Snow Boarder’s Fracture

Winter is in full gear and temperatures are dropping!  Many of us may choose to stay inside and keep warm, but for others, this means only one thing – time to hit the slopes.  You may plan to head to the mountains or stay local.  But either way, it’s that time of the year when people are itching to get outside to cure the cabin fever.  The sense of action and thrill that comes with outdoor sports is what keeps people coming back, year after year.  Unfortunately, it is also what keeps local urgent care and emergency rooms busy.  Most of us are aware of the inherent risks of the sport, such as broken arms, legs, and knee injuries.  However, an injury that is often overlooked, but frequently befalls, snowboarders is referred to as a “snow boarder’s fracture.”

Snow Boarder's Fracture

This fracture occurs in one of the ankle bones, known as the talus.  And they occur in a specific area called the lateral talar process.  The lateral talar process is a triangular-shaped bony prominence on the outside of the ankle bone.  It serves as a point of articulation with the ankle as well as an attachment point for several important ligaments.  Boots used in skiing are very rigid and provide pretty solid foot and ankle support.  So your chances of sustaining a knee or leg injury in skiing are not as high.  In snowboarding, the boots are much more flexible and provide less support to the foot and ankle.  This leads to a higher number of these injuries.

In snowboarding, lateral talar process fractures typically happen in high impact situations to the forward-facing foot.  They occur while landing on a maximally dorsiflexed (upwardly flexed) ankle and everted (outwardly rolled) hindfoot.  This mechanism may occur in other situations as well.  Some of these include motor vehicle accidents, stepping in a hole, or falling from a height.

These injuries will often present similar to ankle sprains.  There will be a rapid onset of pain and swelling to the outside of the ankle.  Snow boarder’s fractures are often misdiagnosed as a common ankle sprain.  A study by Mills and Horne found that an astounding 41% of the time these fractures were misdiagnosed!  This misdiagnosis may be a result of the difficulty in visualizing these fractures on most standard X-ray angles.  Oftentimes a CT scan is necessary to get an accurate assessment of the injury.  It is essential to get a fast and accurate diagnosis.  If treatment is delayed or neglected, the injury may worsen.  And this may result in further instability, long-term arthritis, pain, and disability.

Treatment options can vary widely depending on the size, position, and extent of the fracture.  In certain cases, such as those with only a small non-displaced chip fracture, immobilization in a cast is likely sufficient.  Other times, surgical excision of the fracture fragment may be the best course of action.  Or if large enough, the fracture will be fixated with pins or screws.  These injuries run a large risk of damage to the surrounding soft tissue and causing stiffness and post-traumatic arthritis.

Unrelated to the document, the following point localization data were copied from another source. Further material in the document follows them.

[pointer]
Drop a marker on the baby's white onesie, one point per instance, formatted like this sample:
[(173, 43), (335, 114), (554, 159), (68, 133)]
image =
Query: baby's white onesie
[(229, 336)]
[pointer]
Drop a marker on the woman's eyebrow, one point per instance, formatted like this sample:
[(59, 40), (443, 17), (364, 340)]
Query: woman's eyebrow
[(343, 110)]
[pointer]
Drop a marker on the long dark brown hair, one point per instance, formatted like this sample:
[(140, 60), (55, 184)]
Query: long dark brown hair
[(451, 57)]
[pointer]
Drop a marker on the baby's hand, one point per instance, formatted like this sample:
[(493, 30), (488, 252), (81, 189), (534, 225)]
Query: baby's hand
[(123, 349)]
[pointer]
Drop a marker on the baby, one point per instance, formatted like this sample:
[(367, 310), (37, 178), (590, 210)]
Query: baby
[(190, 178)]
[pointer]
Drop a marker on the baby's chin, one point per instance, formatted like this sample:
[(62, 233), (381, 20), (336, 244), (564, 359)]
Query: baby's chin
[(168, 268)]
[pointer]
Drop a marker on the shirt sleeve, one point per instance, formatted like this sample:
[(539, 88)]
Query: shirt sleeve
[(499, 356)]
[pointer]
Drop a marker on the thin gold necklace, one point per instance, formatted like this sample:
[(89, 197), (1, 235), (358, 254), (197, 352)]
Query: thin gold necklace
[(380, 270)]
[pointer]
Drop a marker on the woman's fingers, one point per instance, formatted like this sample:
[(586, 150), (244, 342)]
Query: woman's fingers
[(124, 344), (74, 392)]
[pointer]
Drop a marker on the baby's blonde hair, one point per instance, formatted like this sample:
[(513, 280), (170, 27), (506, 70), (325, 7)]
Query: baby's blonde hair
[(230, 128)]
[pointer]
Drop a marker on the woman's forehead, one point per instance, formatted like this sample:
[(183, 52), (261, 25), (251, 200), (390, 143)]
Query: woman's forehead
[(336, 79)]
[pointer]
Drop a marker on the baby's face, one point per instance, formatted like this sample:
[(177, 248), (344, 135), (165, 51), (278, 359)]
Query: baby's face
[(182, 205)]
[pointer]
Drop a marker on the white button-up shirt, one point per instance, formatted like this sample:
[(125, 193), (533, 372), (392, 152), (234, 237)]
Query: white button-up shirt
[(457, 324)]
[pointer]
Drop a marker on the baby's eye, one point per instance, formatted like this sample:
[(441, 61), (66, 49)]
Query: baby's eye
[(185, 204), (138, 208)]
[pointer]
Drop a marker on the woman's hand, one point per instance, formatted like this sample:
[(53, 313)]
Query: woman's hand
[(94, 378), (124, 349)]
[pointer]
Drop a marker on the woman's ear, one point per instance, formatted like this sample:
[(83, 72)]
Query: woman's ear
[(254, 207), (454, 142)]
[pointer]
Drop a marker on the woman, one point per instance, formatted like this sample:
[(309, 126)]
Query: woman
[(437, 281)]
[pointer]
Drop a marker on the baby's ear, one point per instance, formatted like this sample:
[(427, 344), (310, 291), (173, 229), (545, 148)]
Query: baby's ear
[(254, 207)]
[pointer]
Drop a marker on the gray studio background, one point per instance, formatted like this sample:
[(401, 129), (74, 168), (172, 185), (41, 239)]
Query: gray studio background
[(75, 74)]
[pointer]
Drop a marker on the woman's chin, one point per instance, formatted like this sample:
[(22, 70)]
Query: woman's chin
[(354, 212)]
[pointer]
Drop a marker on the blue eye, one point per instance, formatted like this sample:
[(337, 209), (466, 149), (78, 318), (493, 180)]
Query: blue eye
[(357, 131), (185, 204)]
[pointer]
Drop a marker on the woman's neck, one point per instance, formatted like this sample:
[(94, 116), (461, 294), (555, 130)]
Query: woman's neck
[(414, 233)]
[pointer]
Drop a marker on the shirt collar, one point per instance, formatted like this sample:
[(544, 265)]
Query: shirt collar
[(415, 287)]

Modalities to avoid these may include physical therapy, bracing, or custom orthotics.  All of these practices will be helpful in retraining, strengthening, and achieving biomechanical control.

The lateral talar process “snowboarder’s fracture” has the potential to lead to serious long-term consequences.  It is very important to diagnose these correctly and provide treatment.  Fortunately, studies on this injury have generally shown favorable results when promptly and accurately diagnosed and treated appropriately.  Our team of podiatrists at Kansas City Foot and Ankle are equipped with the latest technology, up to date knowledge, and conservative and surgical training.  We will provide you with an accurate diagnosis and treatment plan to get you back on your feet – and back out on the slopes!



Miller, Stephen. Fractures of the Lateral Process of the Talus: Snowboarder’s Fracture. The Podiatry Institute. Ch. 23. 119-123.

Mills HJ, Horne G. Fractures of the Lateral Process of the Talus. Aust N Z J Surg. 1987;57:643-6.